Other than that, i had no other bites.


----------



## Captain Ahab (Oct 15, 2007)

Nice Smallie - I like the coffee idea. I have been adding a little coffee to my worms as i pour them and it seems to work really well. They smell good!~

Also, when you fish early in te morning the bass need a little coffee to wake up


----------



## whj812 (Oct 15, 2007)

I first read about it here, I think from you. Then last month in Bassmaster I saw where a company was making Coffee lures.
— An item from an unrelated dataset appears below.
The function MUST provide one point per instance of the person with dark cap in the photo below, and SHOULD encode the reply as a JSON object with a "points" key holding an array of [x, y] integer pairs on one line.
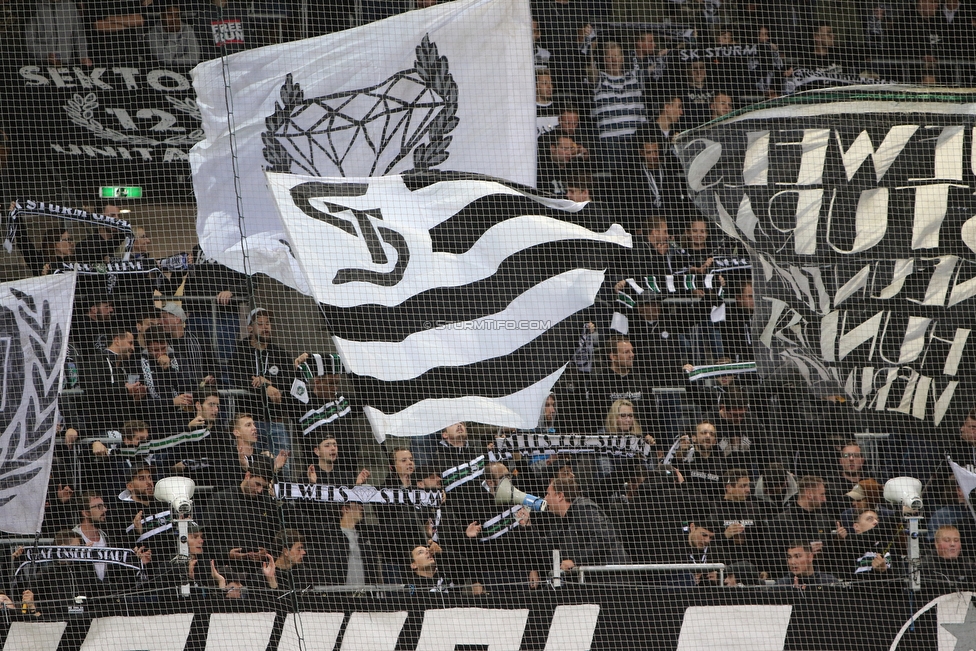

I wanted a way to get the smell on my baits that I already have. So me and my fishing buddy, came up with the coffee grounds soaking idea. Seems to work pretty good. Even after fishing for 30-45 min with the same lure the coffee smell is still potent.


----------



## Jim (Oct 15, 2007)

Nice fish! good job on the coffee stuff.


Esquired...That picture is funny LOL!


----------



## Captain Ahab (Oct 15, 2007)

That is a self portrait before I have my second cup of coffee!


----------



## SMDave (Oct 15, 2007)

Wow! I have yet to catch a smallie over 2 lbs. Good catching! I also read that coffee grind article, I will have to see how it works.


----------



## mr.fish (Oct 15, 2007)

Smallies fight 10 to 1 over largemouth. 

Nice smallie.


----------



## Waterwings (Oct 15, 2007)

Nice catch! I may have to try that coffee ground idea


----------



## BensalemAngler (Oct 16, 2007)

Also what works is copeahagen snuff. I do not do it all the time b/c I want it all for myself, but the snuff works, not long cut or anything else mainly the snuff.


----------